Each hard violation card shows:

  • The conflicting policy (clickable to open it in a new tab).
  • Matched text — which part of what you’re writing triggered the conflict.
  • Why it conflicts — a one-sentence PolicyBot explanation.
  • Severity and confidence — how high-stakes this conflict is and how sure PolicyBot is.

The text overlaps significantly with an existing policy, or is redundant, or is ambiguously phrased. This isn’t a contradiction — just a nudge that you might not need this new policy, or that the wording needs tightening.

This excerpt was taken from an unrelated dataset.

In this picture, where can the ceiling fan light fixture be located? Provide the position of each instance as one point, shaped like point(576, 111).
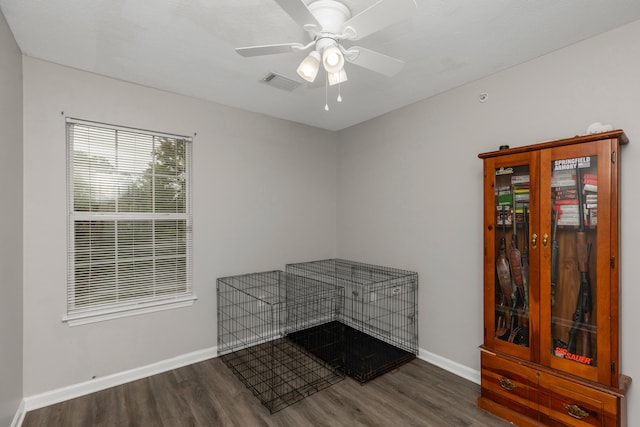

Minor improvements — add an example, clarify a scope, replace vague language. Purely advisory.

For each finding you can:

  • Click the card — highlights the matched text in the body.
  • 👍 / 👎 — mark the detection as useful or not. This feedback trains the model over time and also silences false-positive detections from recurring on the same policy for you.
  • Dismiss — removes the card from this session. It’ll re-appear if you re-open the policy and the text still matches.
  • Only published, active policies are used for comparison.
  • Drafts and archived policies are ignored.
  • Policies outside their effective window (expired or not-yet-effective) are ignored.
  • The check respects your tenant boundary — it never compares against another organization’s policies.
  • The check is not instant — there’s a round-trip to the AI service. Typical latency is 2–5 seconds on tenants with <100 policies; up to ~30 seconds with thousands of policies.
  • The timeout is 30 seconds. If the check times out, you’ll see partial results or an error — re-open the sidebar to retry.
  • There’s no persistent “violations report” — results are recomputed every time you open the sidebar.
  • It doesn’t save a record of detected conflicts to the policy or its history. If you want a record, copy the finding into a comment.
  • It doesn’t block you from publishing. Even with a hard violation open in the sidebar, you can still click Save & publish. PolicyBot’s job is to inform — the publish decision is yours.
  • It doesn’t check against draft versions of other policies. Two Policy Editors drafting contradictory policies won’t be caught until one of them publishes.